Steve Gayner and the Fullbright developer's masterpiece Gone Home, is a detailed, non-violent first-person interactive that encompasses a profound exploration based game. As the opening credits fade away, thunder and torrential rain overtake a dark summer's night. Katie Greenbriar arrives at her new home from her year long trip to Europe. With no one home, Katie snoops through her own home in order to piece together what happened while she was away.
A game based in a first-person narrative embodies a labyrinth 1990's mansion chock-full of detailed items around the manor. As Katie Greenbriar travels room by room , she examines every single object hoping to uncover something riveting about her own family. Although it can be tedious at times, the fulfilment of finding something important always puts the gamer on the edge of their seat hoping to find something else nearby.
No violence, no gore, and no drugs except for the empty bottles of a struggling author laying around the house. Gone Home's story is a perfect example of why games do not need violence, gore and drugs in order to make it an exciting video game. The story is detailed, eloquent and to some extent relatable. Everything from the left over pizza from a slumber party in the family room, to the dirty dishes left in the sink, the attention to detail will leave most gamers who grew up in the 1990s thinking this house like the house they grew up in.
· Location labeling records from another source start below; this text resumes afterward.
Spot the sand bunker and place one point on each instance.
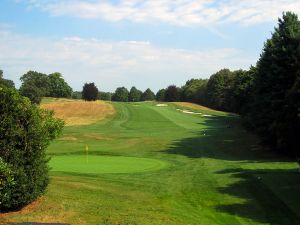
(188, 111)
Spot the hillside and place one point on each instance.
(155, 163)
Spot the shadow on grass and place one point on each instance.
(224, 138)
(271, 196)
(36, 223)
(267, 196)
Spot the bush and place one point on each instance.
(90, 92)
(7, 184)
(25, 133)
(121, 95)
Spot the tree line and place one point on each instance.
(267, 95)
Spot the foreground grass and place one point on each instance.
(210, 174)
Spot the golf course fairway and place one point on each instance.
(163, 164)
(94, 164)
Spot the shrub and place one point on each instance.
(90, 92)
(25, 132)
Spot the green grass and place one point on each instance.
(94, 164)
(205, 173)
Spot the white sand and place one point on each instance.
(188, 111)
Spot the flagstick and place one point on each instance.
(87, 153)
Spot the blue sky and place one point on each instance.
(132, 42)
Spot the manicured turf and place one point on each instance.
(209, 170)
(94, 164)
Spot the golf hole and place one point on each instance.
(94, 164)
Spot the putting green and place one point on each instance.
(104, 164)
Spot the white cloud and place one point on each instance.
(112, 63)
(175, 12)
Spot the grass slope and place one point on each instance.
(214, 174)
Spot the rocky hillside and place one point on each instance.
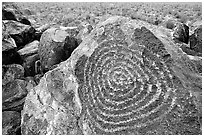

Due to a lack of expertise regarding the standards and quality of graphics on PC based games, I can only compare that of Gone Home to those of PlayStation first-person shooters. I was pleasantly surprised that although the graphics are no where near the quality of a Call of Duty or BioShock game, Gone Home without a doubt does provide the gamer with superb graphics that is legitimately realistic.
Gone Home has a natural free flowing feel as you explore the empty mansion. The gamer can travel freely throughout the mansion, but is required to find certain objects and clues that help you unlock other portions of the house. For example, you need to find the locker combination for Sam's locker in her room in order to unlock it.
Gone Home unmistakably breaks the glass ceiling that a game without violence that emphasises excellence in narration and purposeful exploration can be captivating and popular. In due fairness, the game at points was boring and slow. At points I was hoping her family would jump out of a closet and yell surprise just so I wouldn't have to analyze every single object in every single room. I would recommend Gone Home to gamers looking to take a break from typical first person shooters or sports games.